Und so verhielt sich die Polizei am Freitag dann auch. Die Ereig­nisse vom 1. Mai beweisen nach dem strikten Durch­greifen an der Zürcher Auto-Flücht­lings­demo vom 18.04 und der sofor­tigen Auflö­sung einer Kund­ge­bung von Frauen der Gruppe Ni Una Menos gegen Femi­zide auf dem Helve­ti­a­platz einmal mehr, dass Rykarts Behörde scheinbar jedes Augen­mass abhan­den­ge­kommen ist. Nun steht das Vorgehen der Stadt­po­lizei nicht nur von Seiten der Akti­vi­stInnen und des offi­zi­ellen 1. Mai Komi­tees in der Kritik.

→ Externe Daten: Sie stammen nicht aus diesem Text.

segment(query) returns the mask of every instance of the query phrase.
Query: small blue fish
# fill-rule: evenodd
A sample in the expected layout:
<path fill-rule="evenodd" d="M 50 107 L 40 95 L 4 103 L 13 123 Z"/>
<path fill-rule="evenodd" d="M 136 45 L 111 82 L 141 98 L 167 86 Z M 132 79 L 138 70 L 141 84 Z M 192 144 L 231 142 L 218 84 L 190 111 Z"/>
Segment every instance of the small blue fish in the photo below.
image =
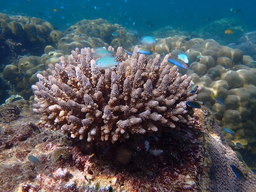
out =
<path fill-rule="evenodd" d="M 104 56 L 96 61 L 94 65 L 99 69 L 115 69 L 119 65 L 120 61 L 116 61 L 116 57 Z"/>
<path fill-rule="evenodd" d="M 236 143 L 236 147 L 238 147 L 239 149 L 245 149 L 246 148 L 246 146 L 243 145 L 241 143 L 238 142 Z"/>
<path fill-rule="evenodd" d="M 190 89 L 189 89 L 189 93 L 195 93 L 195 92 L 198 90 L 198 86 L 196 85 L 193 85 L 191 86 Z"/>
<path fill-rule="evenodd" d="M 131 52 L 129 51 L 127 49 L 124 49 L 123 50 L 124 50 L 124 52 L 125 52 L 127 54 L 128 54 L 128 55 L 132 55 L 132 53 Z"/>
<path fill-rule="evenodd" d="M 183 53 L 181 53 L 178 55 L 178 58 L 183 60 L 186 63 L 189 63 L 189 58 L 186 55 Z"/>
<path fill-rule="evenodd" d="M 221 105 L 225 105 L 224 100 L 221 98 L 218 97 L 216 95 L 214 95 L 213 94 L 212 94 L 210 96 L 213 98 L 213 99 L 214 99 L 214 100 L 217 101 L 218 103 Z"/>
<path fill-rule="evenodd" d="M 32 163 L 34 163 L 35 164 L 39 165 L 42 165 L 42 163 L 41 163 L 40 160 L 39 160 L 37 157 L 35 157 L 33 155 L 29 155 L 27 159 Z"/>
<path fill-rule="evenodd" d="M 232 168 L 232 170 L 234 172 L 236 176 L 239 178 L 241 180 L 243 181 L 245 181 L 245 176 L 244 174 L 241 171 L 238 167 L 235 166 L 234 165 L 230 165 L 230 167 Z"/>
<path fill-rule="evenodd" d="M 144 36 L 140 38 L 142 44 L 147 45 L 153 45 L 157 43 L 157 40 L 155 38 L 151 36 Z"/>
<path fill-rule="evenodd" d="M 187 69 L 189 67 L 182 60 L 179 59 L 177 57 L 170 57 L 169 58 L 168 61 L 175 65 L 177 65 L 179 67 Z"/>
<path fill-rule="evenodd" d="M 189 100 L 186 102 L 186 103 L 193 108 L 201 109 L 201 104 L 196 101 L 190 101 Z"/>
<path fill-rule="evenodd" d="M 92 49 L 92 50 L 94 49 Z M 96 50 L 97 51 L 94 53 L 89 53 L 90 56 L 92 56 L 94 58 L 100 58 L 105 56 L 110 57 L 112 56 L 112 53 L 103 48 L 101 47 L 101 49 L 99 48 Z"/>
<path fill-rule="evenodd" d="M 227 127 L 224 127 L 224 130 L 228 133 L 229 133 L 230 134 L 232 134 L 232 135 L 234 135 L 236 134 L 236 132 L 234 131 L 231 129 L 229 129 Z"/>
<path fill-rule="evenodd" d="M 141 47 L 136 49 L 136 52 L 139 54 L 144 54 L 145 55 L 152 55 L 153 51 L 148 49 Z"/>

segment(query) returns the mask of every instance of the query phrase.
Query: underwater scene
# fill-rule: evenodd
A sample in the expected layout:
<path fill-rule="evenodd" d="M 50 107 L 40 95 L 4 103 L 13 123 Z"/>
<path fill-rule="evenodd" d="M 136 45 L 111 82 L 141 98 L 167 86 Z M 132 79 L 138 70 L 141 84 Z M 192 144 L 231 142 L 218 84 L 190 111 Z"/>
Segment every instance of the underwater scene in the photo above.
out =
<path fill-rule="evenodd" d="M 256 1 L 4 1 L 0 191 L 256 191 Z"/>

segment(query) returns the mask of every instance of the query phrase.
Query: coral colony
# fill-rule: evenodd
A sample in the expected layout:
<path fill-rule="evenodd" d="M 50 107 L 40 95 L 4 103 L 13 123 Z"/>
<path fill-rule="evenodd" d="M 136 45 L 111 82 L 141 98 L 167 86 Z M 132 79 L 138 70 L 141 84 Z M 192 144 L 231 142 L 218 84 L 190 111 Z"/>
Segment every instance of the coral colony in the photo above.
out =
<path fill-rule="evenodd" d="M 80 140 L 124 141 L 131 134 L 161 133 L 188 125 L 198 88 L 188 92 L 191 76 L 180 76 L 177 67 L 139 54 L 131 56 L 117 50 L 116 69 L 94 66 L 90 48 L 72 51 L 69 62 L 62 56 L 50 75 L 37 74 L 32 88 L 34 111 L 45 116 L 41 121 Z M 108 50 L 114 53 L 111 46 Z"/>

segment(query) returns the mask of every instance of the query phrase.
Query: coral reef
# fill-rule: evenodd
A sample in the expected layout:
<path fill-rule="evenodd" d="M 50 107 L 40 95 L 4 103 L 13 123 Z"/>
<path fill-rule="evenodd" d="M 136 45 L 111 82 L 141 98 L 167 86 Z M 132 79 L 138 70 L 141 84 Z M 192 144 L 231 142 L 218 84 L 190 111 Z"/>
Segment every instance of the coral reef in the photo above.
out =
<path fill-rule="evenodd" d="M 255 190 L 255 175 L 239 161 L 205 107 L 195 110 L 190 126 L 110 146 L 102 142 L 71 143 L 60 130 L 35 125 L 41 116 L 31 112 L 29 102 L 25 104 L 20 106 L 23 117 L 8 123 L 0 121 L 1 130 L 16 130 L 17 124 L 23 127 L 32 121 L 31 125 L 40 131 L 32 131 L 30 136 L 9 149 L 0 145 L 1 191 Z M 8 134 L 2 131 L 1 137 Z M 50 157 L 60 149 L 72 156 L 53 164 Z M 36 156 L 42 165 L 29 161 L 29 155 Z M 235 175 L 231 164 L 246 175 L 245 181 Z"/>
<path fill-rule="evenodd" d="M 0 62 L 10 56 L 27 54 L 40 55 L 49 43 L 48 38 L 53 29 L 48 22 L 38 18 L 12 16 L 0 13 Z"/>
<path fill-rule="evenodd" d="M 116 49 L 122 46 L 129 47 L 136 44 L 137 39 L 118 24 L 111 25 L 106 20 L 84 20 L 68 28 L 59 41 L 58 49 L 68 54 L 76 47 L 108 47 Z"/>
<path fill-rule="evenodd" d="M 216 120 L 223 129 L 225 127 L 235 132 L 232 135 L 224 131 L 229 144 L 245 157 L 244 160 L 253 166 L 250 158 L 256 158 L 255 143 L 255 61 L 243 55 L 240 49 L 220 45 L 212 39 L 193 38 L 186 40 L 185 36 L 157 39 L 157 52 L 168 52 L 177 56 L 181 51 L 188 55 L 189 70 L 179 72 L 191 76 L 192 82 L 202 87 L 198 100 L 220 116 Z M 225 101 L 225 105 L 211 96 L 217 95 Z M 245 150 L 236 143 L 243 143 Z"/>
<path fill-rule="evenodd" d="M 80 140 L 124 141 L 132 134 L 160 133 L 188 125 L 192 108 L 186 102 L 196 99 L 188 92 L 192 78 L 179 76 L 177 67 L 139 54 L 123 55 L 119 47 L 117 69 L 101 71 L 90 48 L 73 51 L 69 63 L 49 65 L 51 75 L 37 74 L 33 85 L 34 111 L 46 116 L 42 122 Z M 111 47 L 109 51 L 113 52 Z"/>
<path fill-rule="evenodd" d="M 232 31 L 231 35 L 225 34 L 227 29 Z M 236 41 L 247 30 L 239 19 L 224 18 L 203 26 L 196 31 L 198 37 L 204 39 L 213 39 L 221 45 L 227 45 Z"/>
<path fill-rule="evenodd" d="M 227 46 L 233 49 L 239 49 L 245 55 L 252 57 L 256 60 L 256 31 L 250 31 L 244 34 L 235 43 L 230 43 Z M 252 63 L 255 65 L 255 62 Z"/>

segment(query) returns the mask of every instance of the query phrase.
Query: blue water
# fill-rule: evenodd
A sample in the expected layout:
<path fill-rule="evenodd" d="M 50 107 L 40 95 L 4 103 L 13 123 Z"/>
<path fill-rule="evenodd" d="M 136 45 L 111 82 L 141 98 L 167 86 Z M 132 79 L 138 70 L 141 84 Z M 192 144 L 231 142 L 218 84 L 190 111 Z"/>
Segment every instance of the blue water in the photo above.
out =
<path fill-rule="evenodd" d="M 256 28 L 252 0 L 3 1 L 0 12 L 43 18 L 62 31 L 81 20 L 101 18 L 143 33 L 166 26 L 191 31 L 224 18 L 238 19 L 247 31 Z"/>

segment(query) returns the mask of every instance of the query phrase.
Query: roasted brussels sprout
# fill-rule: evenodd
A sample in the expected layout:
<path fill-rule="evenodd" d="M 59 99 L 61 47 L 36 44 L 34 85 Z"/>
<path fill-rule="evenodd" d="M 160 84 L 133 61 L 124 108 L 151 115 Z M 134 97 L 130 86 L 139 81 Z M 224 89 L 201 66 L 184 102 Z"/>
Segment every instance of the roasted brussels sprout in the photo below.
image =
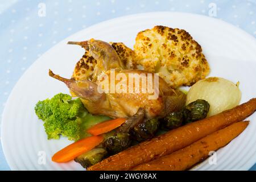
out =
<path fill-rule="evenodd" d="M 107 138 L 103 142 L 103 146 L 108 154 L 114 155 L 128 148 L 131 142 L 128 133 L 117 133 L 114 135 Z"/>
<path fill-rule="evenodd" d="M 96 148 L 79 156 L 74 160 L 86 168 L 102 160 L 107 154 L 105 149 Z"/>
<path fill-rule="evenodd" d="M 172 130 L 181 126 L 183 114 L 181 111 L 171 113 L 161 121 L 161 127 L 163 129 Z"/>
<path fill-rule="evenodd" d="M 134 139 L 141 142 L 154 137 L 159 126 L 158 119 L 147 119 L 135 126 L 130 133 Z"/>
<path fill-rule="evenodd" d="M 184 123 L 187 123 L 205 118 L 210 109 L 209 103 L 203 100 L 197 100 L 190 103 L 183 110 Z"/>

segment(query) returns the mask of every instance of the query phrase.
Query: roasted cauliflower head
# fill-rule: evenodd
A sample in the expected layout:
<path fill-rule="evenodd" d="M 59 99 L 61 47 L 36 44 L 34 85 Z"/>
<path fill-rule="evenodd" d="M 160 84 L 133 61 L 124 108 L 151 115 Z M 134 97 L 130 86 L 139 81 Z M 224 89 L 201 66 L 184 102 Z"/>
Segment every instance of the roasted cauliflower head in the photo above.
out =
<path fill-rule="evenodd" d="M 158 73 L 174 88 L 191 86 L 209 72 L 200 45 L 184 30 L 157 26 L 141 31 L 134 52 L 138 68 Z"/>
<path fill-rule="evenodd" d="M 135 54 L 132 49 L 122 43 L 110 42 L 109 44 L 117 52 L 125 69 L 136 68 Z M 96 64 L 97 61 L 90 55 L 88 51 L 85 51 L 82 58 L 76 63 L 72 78 L 76 80 L 90 78 Z"/>

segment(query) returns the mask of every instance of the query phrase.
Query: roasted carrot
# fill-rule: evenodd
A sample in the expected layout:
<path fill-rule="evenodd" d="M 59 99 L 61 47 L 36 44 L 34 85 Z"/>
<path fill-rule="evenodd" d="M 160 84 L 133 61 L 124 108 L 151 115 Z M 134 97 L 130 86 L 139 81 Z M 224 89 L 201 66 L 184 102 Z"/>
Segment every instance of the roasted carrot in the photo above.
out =
<path fill-rule="evenodd" d="M 92 136 L 76 142 L 54 154 L 52 160 L 57 163 L 69 162 L 94 148 L 103 139 L 102 136 Z"/>
<path fill-rule="evenodd" d="M 142 142 L 91 166 L 89 170 L 129 170 L 185 147 L 205 136 L 243 120 L 256 110 L 256 98 Z"/>
<path fill-rule="evenodd" d="M 172 154 L 139 165 L 136 171 L 183 171 L 209 156 L 209 152 L 216 151 L 237 137 L 248 125 L 249 122 L 238 122 L 211 134 L 190 146 Z"/>
<path fill-rule="evenodd" d="M 99 135 L 115 129 L 123 123 L 125 121 L 125 118 L 117 118 L 106 121 L 93 126 L 89 129 L 87 132 L 93 135 Z"/>

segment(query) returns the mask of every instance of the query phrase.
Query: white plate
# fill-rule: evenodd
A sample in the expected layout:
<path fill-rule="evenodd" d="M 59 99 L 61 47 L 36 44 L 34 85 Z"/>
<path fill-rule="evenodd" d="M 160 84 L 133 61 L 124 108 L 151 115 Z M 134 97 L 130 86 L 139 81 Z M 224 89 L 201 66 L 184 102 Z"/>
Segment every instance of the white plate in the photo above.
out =
<path fill-rule="evenodd" d="M 43 122 L 34 110 L 39 100 L 59 92 L 68 93 L 62 82 L 48 76 L 51 68 L 63 76 L 70 77 L 75 63 L 83 55 L 82 48 L 66 43 L 94 38 L 122 42 L 132 47 L 139 31 L 155 25 L 188 31 L 202 46 L 210 64 L 210 76 L 235 82 L 240 81 L 242 102 L 256 97 L 256 42 L 242 30 L 216 19 L 179 13 L 146 13 L 108 20 L 80 31 L 53 47 L 32 64 L 15 85 L 6 104 L 1 127 L 3 148 L 11 169 L 83 169 L 75 162 L 60 164 L 51 162 L 53 154 L 71 142 L 66 138 L 48 140 Z M 249 119 L 251 122 L 245 131 L 218 151 L 216 165 L 210 165 L 207 160 L 194 169 L 249 169 L 256 162 L 256 114 Z M 40 158 L 44 154 L 45 164 L 40 163 Z"/>

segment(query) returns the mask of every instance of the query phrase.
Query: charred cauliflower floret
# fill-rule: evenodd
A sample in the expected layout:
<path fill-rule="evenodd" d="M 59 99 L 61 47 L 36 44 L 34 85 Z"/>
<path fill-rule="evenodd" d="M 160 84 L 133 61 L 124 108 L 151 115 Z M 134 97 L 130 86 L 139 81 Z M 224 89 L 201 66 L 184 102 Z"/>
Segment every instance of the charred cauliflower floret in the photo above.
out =
<path fill-rule="evenodd" d="M 137 67 L 134 52 L 122 43 L 110 42 L 123 63 L 125 69 L 133 69 Z M 77 62 L 75 68 L 72 78 L 76 80 L 82 80 L 90 78 L 92 75 L 96 60 L 90 56 L 89 51 L 85 51 L 82 57 Z"/>
<path fill-rule="evenodd" d="M 201 46 L 184 30 L 158 26 L 141 31 L 134 51 L 138 68 L 159 73 L 174 88 L 192 85 L 209 72 Z"/>

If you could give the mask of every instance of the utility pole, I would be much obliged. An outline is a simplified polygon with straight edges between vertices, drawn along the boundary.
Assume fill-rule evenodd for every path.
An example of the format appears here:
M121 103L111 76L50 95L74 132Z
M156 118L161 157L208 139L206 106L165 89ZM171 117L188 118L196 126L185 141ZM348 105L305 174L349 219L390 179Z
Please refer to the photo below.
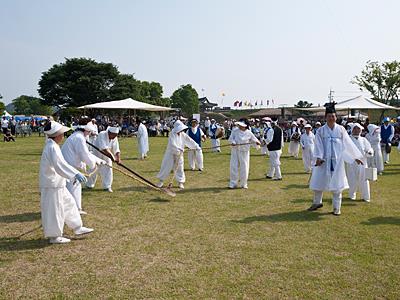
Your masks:
M328 95L329 102L333 102L333 94L334 94L334 93L335 93L335 92L332 91L332 88L330 88L330 89L329 89L329 95Z

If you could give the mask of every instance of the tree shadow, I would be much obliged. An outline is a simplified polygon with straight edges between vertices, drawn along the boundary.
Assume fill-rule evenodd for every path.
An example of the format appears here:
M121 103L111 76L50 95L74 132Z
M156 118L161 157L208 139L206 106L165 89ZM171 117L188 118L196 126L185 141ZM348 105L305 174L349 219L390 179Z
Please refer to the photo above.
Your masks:
M282 187L282 190L291 190L291 189L308 189L309 185L308 184L288 184L285 187Z
M50 246L45 239L19 240L17 238L0 238L0 251L24 251L42 249Z
M31 222L40 219L40 212L0 216L0 223Z
M400 225L400 217L375 217L361 222L363 225Z
M321 221L322 217L325 215L330 215L331 213L325 212L309 212L305 210L301 211L291 211L273 215L260 215L260 216L252 216L247 217L242 220L232 220L234 223L243 223L249 224L254 222L310 222L310 221Z

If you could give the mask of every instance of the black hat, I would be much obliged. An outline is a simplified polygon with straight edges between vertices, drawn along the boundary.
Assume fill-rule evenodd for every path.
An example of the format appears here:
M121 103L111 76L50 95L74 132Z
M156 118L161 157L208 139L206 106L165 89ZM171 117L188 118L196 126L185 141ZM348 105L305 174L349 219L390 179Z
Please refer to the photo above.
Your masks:
M325 114L336 114L336 110L335 110L335 104L336 102L328 102L325 103Z

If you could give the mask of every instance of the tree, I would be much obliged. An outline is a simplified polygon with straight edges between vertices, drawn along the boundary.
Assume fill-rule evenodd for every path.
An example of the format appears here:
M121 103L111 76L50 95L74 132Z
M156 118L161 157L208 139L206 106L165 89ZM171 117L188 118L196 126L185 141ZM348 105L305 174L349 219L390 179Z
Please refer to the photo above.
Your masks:
M368 61L361 74L351 81L362 91L371 93L374 100L394 105L400 96L400 62Z
M140 92L141 83L139 80L130 74L119 74L114 85L110 88L110 98L111 100L132 98L140 101Z
M22 95L15 98L14 113L17 115L51 115L52 109L50 106L44 105L40 98Z
M180 108L186 116L199 112L199 95L190 85L182 85L171 96L173 107Z
M308 101L302 101L300 100L299 102L297 102L297 104L294 105L294 107L298 107L298 108L307 108L307 107L311 107L313 104L309 103Z
M111 63L87 58L66 58L42 73L39 95L51 106L81 106L109 101L119 71Z

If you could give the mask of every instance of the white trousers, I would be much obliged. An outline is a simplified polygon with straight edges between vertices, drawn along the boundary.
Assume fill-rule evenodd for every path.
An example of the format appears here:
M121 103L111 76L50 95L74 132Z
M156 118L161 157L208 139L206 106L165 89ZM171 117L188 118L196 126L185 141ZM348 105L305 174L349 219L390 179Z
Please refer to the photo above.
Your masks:
M211 139L211 147L213 147L213 149L211 149L212 152L220 152L221 151L221 148L219 147L220 145L221 143L219 139Z
M379 144L372 145L372 149L374 149L374 156L368 158L368 166L376 168L378 173L381 173L384 170L381 146Z
M67 190L74 198L78 210L82 210L82 185L79 182L73 183L74 180L67 180Z
M269 151L269 177L282 178L280 161L281 154L282 150Z
M269 155L267 145L261 147L261 154L262 155Z
M302 151L302 157L303 157L303 164L304 164L304 170L306 172L311 172L312 167L315 164L314 161L314 149L311 147L305 147Z
M202 150L189 150L188 151L189 167L192 170L203 169L203 151ZM197 168L196 168L197 166Z
M92 171L93 170L90 170L90 172L92 172ZM96 185L98 175L100 175L100 177L101 177L101 183L102 183L103 189L111 188L112 182L113 182L112 168L110 168L108 166L103 166L103 165L98 166L97 171L88 178L88 182L86 183L86 186L93 188Z
M67 188L40 189L42 226L46 238L63 235L64 223L73 230L82 226L82 219Z
M365 179L364 168L365 166L347 165L347 181L349 182L349 197L351 199L355 199L357 191L360 191L363 200L370 200L369 181Z
M322 204L322 194L323 194L323 191L315 191L314 190L313 204ZM333 209L340 211L340 207L342 206L342 192L334 191L334 192L332 192L332 194L333 194L333 198L332 198Z
M240 181L240 187L247 187L250 168L250 151L231 150L230 182L229 186L236 187Z
M172 170L176 170L175 180L179 183L185 183L186 176L183 155L166 153L161 163L161 169L160 172L158 172L157 178L161 181L165 181Z
M381 148L382 148L382 154L383 154L383 161L389 162L390 155L389 155L389 153L386 152L385 145L382 145Z

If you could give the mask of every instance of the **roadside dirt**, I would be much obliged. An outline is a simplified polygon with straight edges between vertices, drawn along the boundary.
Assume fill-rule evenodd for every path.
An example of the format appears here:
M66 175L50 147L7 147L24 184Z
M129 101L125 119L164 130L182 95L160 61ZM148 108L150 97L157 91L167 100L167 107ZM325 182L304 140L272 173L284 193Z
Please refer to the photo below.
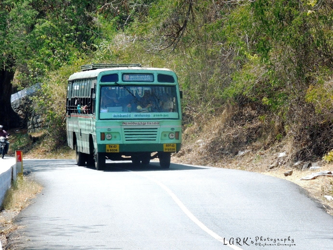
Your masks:
M227 108L205 123L203 118L201 123L188 126L183 133L182 148L173 154L171 160L250 171L291 181L307 191L309 196L333 215L333 200L324 197L333 196L333 178L320 176L300 180L313 173L333 172L333 162L318 157L298 161L295 159L297 149L292 137L276 139L279 134L278 121L274 121L275 125L267 129L269 122L261 120L260 114L250 107L243 109L241 116L239 113L239 110ZM302 170L303 166L309 163L319 167ZM293 171L292 175L285 176L284 173L290 170Z

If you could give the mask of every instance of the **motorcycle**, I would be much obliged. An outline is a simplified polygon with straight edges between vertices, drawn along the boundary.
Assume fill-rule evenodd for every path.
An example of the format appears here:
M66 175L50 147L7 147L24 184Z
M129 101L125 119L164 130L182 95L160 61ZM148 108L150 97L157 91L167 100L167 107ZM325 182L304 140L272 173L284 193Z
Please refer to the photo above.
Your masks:
M1 158L3 159L6 151L6 143L7 138L3 136L0 137L0 154Z

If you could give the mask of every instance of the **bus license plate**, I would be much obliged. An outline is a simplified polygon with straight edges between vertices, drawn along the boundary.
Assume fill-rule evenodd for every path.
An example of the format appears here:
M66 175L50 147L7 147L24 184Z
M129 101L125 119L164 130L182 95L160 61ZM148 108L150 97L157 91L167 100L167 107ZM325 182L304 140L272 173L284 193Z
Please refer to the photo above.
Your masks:
M106 149L107 153L119 153L119 144L107 144Z
M163 151L165 152L175 152L175 143L164 143L163 144Z

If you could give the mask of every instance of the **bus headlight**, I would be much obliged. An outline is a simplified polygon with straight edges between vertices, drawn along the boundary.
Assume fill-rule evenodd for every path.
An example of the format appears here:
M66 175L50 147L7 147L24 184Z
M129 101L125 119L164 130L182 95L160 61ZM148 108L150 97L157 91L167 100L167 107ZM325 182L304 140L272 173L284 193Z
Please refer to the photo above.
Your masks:
M112 135L111 134L107 134L106 137L108 140L111 140L112 138Z
M169 134L169 138L170 139L173 139L174 138L174 133L171 132Z

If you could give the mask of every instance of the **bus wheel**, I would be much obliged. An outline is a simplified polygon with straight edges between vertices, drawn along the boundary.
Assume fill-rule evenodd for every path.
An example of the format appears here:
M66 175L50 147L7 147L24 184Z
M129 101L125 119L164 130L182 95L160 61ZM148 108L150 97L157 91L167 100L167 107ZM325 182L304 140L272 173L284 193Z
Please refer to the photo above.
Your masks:
M131 159L134 167L137 167L140 165L140 162L141 161L141 158L137 155L132 156L131 156Z
M168 168L171 161L171 154L166 152L160 152L159 154L160 165L162 168Z
M76 163L78 166L84 166L87 160L87 155L82 152L78 151L77 146L75 146L76 154Z
M102 153L95 155L95 167L97 170L104 170L105 167L105 156Z

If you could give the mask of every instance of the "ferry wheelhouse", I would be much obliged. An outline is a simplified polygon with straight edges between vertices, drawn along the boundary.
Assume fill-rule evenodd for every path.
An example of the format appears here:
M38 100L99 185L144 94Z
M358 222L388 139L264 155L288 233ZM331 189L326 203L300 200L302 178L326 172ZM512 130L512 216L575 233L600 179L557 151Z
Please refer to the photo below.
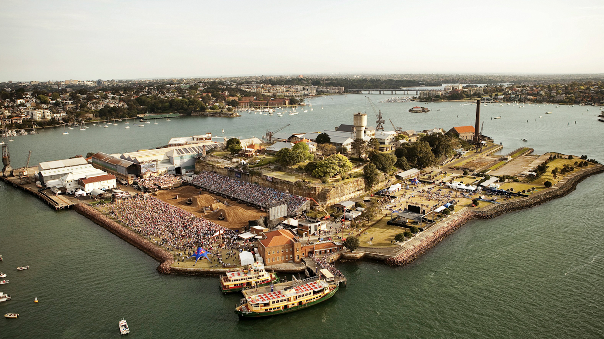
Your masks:
M409 112L411 113L427 113L430 112L430 110L428 109L427 107L420 107L419 106L416 106L410 109Z
M284 290L251 295L235 308L240 317L266 317L293 312L325 301L339 288L324 280L289 287Z
M277 282L279 277L276 274L267 272L264 265L254 262L248 265L247 269L228 271L226 276L220 276L220 290L223 293L228 293Z

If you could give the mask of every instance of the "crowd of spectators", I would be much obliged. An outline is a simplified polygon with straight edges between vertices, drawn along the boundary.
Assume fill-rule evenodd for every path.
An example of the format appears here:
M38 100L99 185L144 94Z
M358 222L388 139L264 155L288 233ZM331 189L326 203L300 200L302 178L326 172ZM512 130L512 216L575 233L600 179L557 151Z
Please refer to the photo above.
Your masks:
M193 179L193 182L204 188L265 207L280 203L287 203L288 214L289 215L298 214L300 208L308 200L304 197L230 178L213 172L200 172Z
M223 250L240 247L237 241L240 239L234 231L148 194L106 206L109 214L118 221L169 250L188 253L201 246L214 255L210 257L211 262L223 264ZM222 233L214 236L219 231Z
M315 262L316 263L316 265L319 267L320 269L326 268L334 276L344 277L344 274L342 274L342 272L340 272L339 270L336 270L335 266L331 263L329 256L326 255L323 258L320 258L313 253L309 256L310 257L310 259L315 261Z

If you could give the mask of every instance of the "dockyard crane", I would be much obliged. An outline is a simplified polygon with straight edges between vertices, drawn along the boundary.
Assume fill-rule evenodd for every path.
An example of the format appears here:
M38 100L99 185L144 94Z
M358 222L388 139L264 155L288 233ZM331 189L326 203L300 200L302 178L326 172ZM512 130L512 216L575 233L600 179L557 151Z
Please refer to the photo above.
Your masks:
M27 175L27 168L30 166L30 159L31 159L31 151L30 151L30 154L29 155L27 156L27 163L25 164L25 166L23 168L23 170L22 170L21 172L19 174L19 179L21 179L21 180L23 180L24 177L28 176Z
M395 132L396 132L396 133L397 133L399 134L400 134L401 133L402 133L402 131L403 131L402 127L398 127L397 126L395 126L394 125L394 123L392 122L392 119L388 119L388 120L390 121L390 124L392 124L392 128L394 128Z
M480 134L478 135L478 143L476 144L476 150L479 152L483 151L483 130L484 129L484 121L480 127Z
M376 121L376 131L383 131L384 125L382 125L382 124L384 124L386 121L384 121L383 118L382 118L382 111L378 109L378 107L376 107L373 101L371 101L371 98L367 97L367 95L365 95L365 97L367 98L367 100L369 100L369 104L371 105L371 109L373 110L373 113L376 113L376 118L378 118L378 120Z
M272 136L275 135L275 133L276 133L277 132L283 130L283 128L287 127L289 125L289 124L288 124L287 125L283 126L283 127L273 131L270 131L268 130L266 130L266 136L265 137L265 138L268 139L269 142L272 142Z

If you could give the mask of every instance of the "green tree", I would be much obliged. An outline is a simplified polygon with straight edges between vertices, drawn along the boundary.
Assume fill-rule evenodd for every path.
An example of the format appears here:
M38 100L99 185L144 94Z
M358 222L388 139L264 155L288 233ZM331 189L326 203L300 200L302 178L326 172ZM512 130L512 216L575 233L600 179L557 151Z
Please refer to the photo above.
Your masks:
M350 143L350 150L352 151L352 154L356 154L358 157L361 157L363 153L365 153L367 145L365 141L360 138L358 139L355 139L354 141Z
M336 153L336 147L331 144L319 144L316 145L316 150L325 157L335 154Z
M37 100L40 100L40 103L48 104L50 103L50 99L48 97L44 95L43 94L40 94L37 96Z
M332 142L332 138L329 138L327 133L322 133L316 136L316 139L315 139L315 142L316 142L317 145L320 145L321 144L329 144Z
M226 141L226 150L231 152L231 154L239 153L243 147L241 146L241 141L236 138L231 138Z
M397 168L400 168L403 171L406 171L408 170L411 170L411 166L407 162L407 159L404 157L401 157L396 159L396 162L394 163L394 166Z
M297 155L291 148L281 148L275 154L277 160L281 166L291 167L298 162Z
M312 160L313 155L310 153L310 148L306 142L298 142L292 147L292 153L295 157L296 162L309 161Z
M396 139L397 141L405 140L406 141L409 141L409 137L402 133L396 135L396 136L394 138L394 139Z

In der Tages­bi­lanz der Stadt­po­lizei heisst es hierzu knapp: „Wie immer bei schwie­rigen Einsätzen wird der gesamte Einsatz umfas­send, unter Einbezug der an die Stadt­po­lizei gerich­teten poli­ti­schen Vorwürfe, ausge­wertet und beur­teilt und dort, wo es ange­zeigt ist, die notwen­digen Lehren gezogen.“

Man darf gespannt sein, welche Lehren dies sein werden. Ebenso offen ist, wie die Stadt gedenkt, die anste­henden Locke­rungen der Notstands­ver­ord­nung auf das Verhalten der Sicher­heits­be­amten zu übersetzen.